Quick Count atau hitung cepat hasil pemilu adalah sebuah metode verifikasi hasil pemilu yang dilakukan dengan menghitung persentase hasil pemilu di TPS-TPS yang dijadikan sampel, untuk mendapatkan gambaran dengan akurasi yang lebih tinggi karena Quick Count menghitung hasil pemilu langsung dari TPS target, bukan berdasarkan persepsi atau pengakuan responden.

Quick Count menggunakan metode sampling dan kemampuan teknologi komunikasi. Metode Sampling merupakan  salah satu metode pemilihan sample dalam ilmu statistik akan menentukan tingkat akurasi hasil Quick Count. Tingkat akurasi Quick Count sangat tinggi ditentukan melalui rumus Margin Of Error (MOE). atau akan ditentukan oleh banyaknya sample yang digunakan, akurasi hasil Quick Count berkisar antara 98.80% s/d 99.05%.

Sebagaimana telah disinggung diatas dengan adanya perbedaan/ hasil yang bertolak belakang berarti ada salah satu diantara dua kelompok lembaga survey yang tidak kredibel tidak memenuhi unsur/ metode yang menjadi acuan atau  dalam menerapkan metode yang dipakai sampel yang diambil tidak memenuhi kaidah yang berlaku. Dan yang lebih miris lagi bila data yang dimunculkan merupakan data abal-abal/ manipulasi yang dilakukan penuh kecurangan demi untuk memenuhi pesanan, karena tak jarang lembaga survey biasanya juga merangkap sebagai konsultan publik pemesannya.

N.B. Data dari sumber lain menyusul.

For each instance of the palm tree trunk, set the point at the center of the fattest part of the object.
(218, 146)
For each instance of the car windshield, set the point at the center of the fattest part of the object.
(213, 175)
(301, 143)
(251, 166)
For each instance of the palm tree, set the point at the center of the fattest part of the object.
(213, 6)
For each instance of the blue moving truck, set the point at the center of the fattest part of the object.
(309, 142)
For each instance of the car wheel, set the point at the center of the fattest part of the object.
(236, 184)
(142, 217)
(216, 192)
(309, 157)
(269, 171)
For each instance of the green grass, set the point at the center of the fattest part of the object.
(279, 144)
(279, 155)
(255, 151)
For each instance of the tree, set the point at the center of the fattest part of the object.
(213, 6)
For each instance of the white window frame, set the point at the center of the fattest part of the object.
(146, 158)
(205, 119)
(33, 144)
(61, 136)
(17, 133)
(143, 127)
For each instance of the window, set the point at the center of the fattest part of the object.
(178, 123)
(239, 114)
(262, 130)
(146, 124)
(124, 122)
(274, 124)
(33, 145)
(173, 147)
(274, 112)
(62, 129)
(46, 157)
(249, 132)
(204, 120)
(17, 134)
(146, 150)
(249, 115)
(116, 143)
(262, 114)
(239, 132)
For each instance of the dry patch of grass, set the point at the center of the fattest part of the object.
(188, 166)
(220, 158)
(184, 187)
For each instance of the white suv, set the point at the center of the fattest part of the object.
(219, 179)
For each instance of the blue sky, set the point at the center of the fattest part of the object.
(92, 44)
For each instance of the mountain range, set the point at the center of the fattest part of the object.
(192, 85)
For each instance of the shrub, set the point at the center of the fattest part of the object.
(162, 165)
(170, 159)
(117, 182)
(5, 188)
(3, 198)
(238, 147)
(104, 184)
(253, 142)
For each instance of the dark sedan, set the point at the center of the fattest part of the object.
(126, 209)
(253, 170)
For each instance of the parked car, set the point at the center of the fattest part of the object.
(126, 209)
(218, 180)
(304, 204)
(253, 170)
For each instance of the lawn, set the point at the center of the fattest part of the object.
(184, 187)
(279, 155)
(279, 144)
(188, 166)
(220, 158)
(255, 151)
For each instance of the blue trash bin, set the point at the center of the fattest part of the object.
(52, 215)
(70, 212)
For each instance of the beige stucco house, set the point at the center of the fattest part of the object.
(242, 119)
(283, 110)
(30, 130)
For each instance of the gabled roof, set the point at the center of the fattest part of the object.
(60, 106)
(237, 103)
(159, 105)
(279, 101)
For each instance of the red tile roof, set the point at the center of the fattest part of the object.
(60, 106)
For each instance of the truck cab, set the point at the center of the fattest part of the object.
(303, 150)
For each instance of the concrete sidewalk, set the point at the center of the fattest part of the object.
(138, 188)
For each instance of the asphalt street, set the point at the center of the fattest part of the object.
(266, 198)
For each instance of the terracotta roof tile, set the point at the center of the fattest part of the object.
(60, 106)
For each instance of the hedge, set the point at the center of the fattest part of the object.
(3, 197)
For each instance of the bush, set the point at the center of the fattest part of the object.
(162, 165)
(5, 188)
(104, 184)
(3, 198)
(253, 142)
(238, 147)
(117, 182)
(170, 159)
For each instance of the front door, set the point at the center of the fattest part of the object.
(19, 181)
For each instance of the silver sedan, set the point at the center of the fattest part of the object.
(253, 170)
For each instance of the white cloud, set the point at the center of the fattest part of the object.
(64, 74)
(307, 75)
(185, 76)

Koordinator Komite Pemilih Indonesia (TePI) Jeirry Sumampow (Tribunnews.com, 9/7/2014) mengatakan, “Melihat hasil seperti itu, sudah pasti ada lembaga survei berbohong. Ini tentusangat memprihatinkan. Pasti ada lembaga survei yang mengumumkan hasil sesuai kemauan yang membayarnya,” ujarnya.

Ketua Persepi Hamdi Muluk mengatakan: ‘Semua lembaga penelitian telah menandatangani fakta integritas”. Setiap peneliti harus memegang teguh semboyan “Peneliti boleh salah tapi tidak boleh berbohong”, berbohong pada penelitian adalah dosa besar. Metode Quick Count adalah anak kandung dari ilmu pengetahuan yang berpijak pada kebenaran, akal, pengalaman dan nurani. Di dalamnya terangkum sekumpulan teori-teori yang disepakati dan dapat diuji secara sistematik dengan seperangkat metode yang diakui dalam bidang ilmu tertentu.

Semestinya lembaga survey tidak menciderai kepercayaan masyarakat dengan memberikan informasi yang tidak benar, masyarakat membutuhkan informasi yang akurat, jujur dan benar, karena kebutuhan masyarakat  terhadap informasi dijamin dan dilindungi oleh UU sebagai mana termaktub UU No. 14 tahun 2008 tentang Keterbukaan Informasi Publik.

Bagaimana kita bersikap ?

Sebenarnya siapapun yang menjadi pemenang Pilpres nanti merupakan  kemenangan masyarakat dan  kemenangan demokrasi Indonesia yang telah menyalurkan aspirasi dan hak pilihnya secara cerdas dan bertanggung jawab yang berarti ikut pula memberi andil terhadap perjalanan negeri ini  lima tahun kedepan.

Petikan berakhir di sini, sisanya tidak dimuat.